A Manifesto for World Cricket
Russell Degnan

Previously: Part 1 a b c

Part 1d. Meaningful Cricket

The refrain for the age is the need for "meaningful" cricket. But as DB rightly noted, there is no real way of defining what meaning is. In one sense, all cricket is meaningless, as is all sport, and one suspects, all of life. How can one explore meaning is a mere game when one cannot define it for our very existence. That type of question may well be too deep for what this project, being a practical exposition of the game's strengths and weaknesses, but we might practically draw an answer to meaning from philosophy itself.

Meaning must be, I believe, self-referential; drawing on Descarte's idea that he must exist, because he thinks, we can say the same for cricket: it is meaningful when those involved, both on and off the field think it is meaningful. The question then becomes not existential, but one of motivation: why do players play, and why do fans watch?

The answer, I believe, is best conceived by making the analogy between sport and the narrative that underlies all sports. The most meaningful contest in test cricket today is the Ashes. They have meaning because they are steeped in history, the players play regularly, both team's structure their selections and goals around winning that one contest. There is, therefore, a running narrative surrounding the game, starting in discussions over selection a year or more before, and carried throughout a long five or six test series.

Most other contests are not so lucky. The lamentable 7 match ODI series are forgotten almost before they've finished. Despite their popularity their narrative interest exists only in as much as they relate to selection issues and form leading up to the two tournaments where the trophy counts for something. The cricket, as a spectacle, is not to blame, nor is there too much of it, necessarily. The problem is a lack of over-arching narrative, expressed through overkill of short tournaments.

Other sports do better. Perhaps the most astonishing narrative in international sports concerns the elongated process for FIFA World Cup qualification. Each team undergoes it, sometimes playing teams so poor they would never agree to play if not compelled to, sometimes games with more drama than the best narrated movie plot.
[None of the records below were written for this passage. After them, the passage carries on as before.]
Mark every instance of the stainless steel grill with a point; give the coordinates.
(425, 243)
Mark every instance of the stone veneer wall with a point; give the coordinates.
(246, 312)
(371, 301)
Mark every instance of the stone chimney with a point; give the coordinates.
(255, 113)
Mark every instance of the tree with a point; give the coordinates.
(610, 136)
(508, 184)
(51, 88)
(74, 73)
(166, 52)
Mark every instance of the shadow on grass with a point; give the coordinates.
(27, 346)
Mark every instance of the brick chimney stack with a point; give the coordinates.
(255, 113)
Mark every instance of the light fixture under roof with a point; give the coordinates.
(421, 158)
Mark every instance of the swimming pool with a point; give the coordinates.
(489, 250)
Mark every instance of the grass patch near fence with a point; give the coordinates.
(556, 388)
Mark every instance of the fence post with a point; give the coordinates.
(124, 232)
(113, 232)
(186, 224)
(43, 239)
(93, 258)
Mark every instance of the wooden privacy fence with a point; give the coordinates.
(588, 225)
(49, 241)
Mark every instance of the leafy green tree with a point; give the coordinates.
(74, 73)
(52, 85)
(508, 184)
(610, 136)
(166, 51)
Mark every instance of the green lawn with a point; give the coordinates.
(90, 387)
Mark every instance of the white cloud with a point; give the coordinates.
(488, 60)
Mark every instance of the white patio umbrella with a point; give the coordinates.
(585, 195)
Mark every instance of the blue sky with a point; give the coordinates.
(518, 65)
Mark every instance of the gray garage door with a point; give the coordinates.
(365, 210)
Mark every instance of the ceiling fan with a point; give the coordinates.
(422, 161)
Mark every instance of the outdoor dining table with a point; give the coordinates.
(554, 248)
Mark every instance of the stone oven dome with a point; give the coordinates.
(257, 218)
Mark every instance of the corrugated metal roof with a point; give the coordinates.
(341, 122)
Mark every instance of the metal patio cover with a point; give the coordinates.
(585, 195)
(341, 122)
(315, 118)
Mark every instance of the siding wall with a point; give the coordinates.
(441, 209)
Australia's seven consecutive failures, normally at the last hurdle, completely captured a nation largely indifferent to the sport. The World Cup itself was an adventure in itself, but it also finished well before the defining games of the tournament.

The important point to take from this is that good narratives relate to all teams. It is too much to hang the whole hat of a World Test Championship on the hats of the top contenders. Meaning for the ranks of second tier test teams, and more importantly, the aspirational associate nations, depends on finding a path that plays tem to the highest level, gives them scope for unlikely progression, historic upsets, and ultimately, in the interests of even competition and financial gain, their disappearance when the business end of the tournament concludes.

Meaning therefore, demands the best possible set of narratives, for each team, the elimination of games that lack meaning - the short bilateral tours that lack history or rivalry - and the development of a new format that develops its own twists and turns as the season(s) progress.

Mooted plans for a tiered system of test cricket, with home and away fixtures between a limited number of nations, and relegation every year or two allow this, to an extent, because there is a lead-up to a final, or competition winner. But it is not the only possible narrative format, and I don't believe the best one, leaving aside the deeper issues that are preventing it from gaining broader acceptance. Nevertheless, meaning, to me, means having a narrative, that puts each game into a context, whether that context is a tournament, or what is possibly the world's longest running sporting rivalry.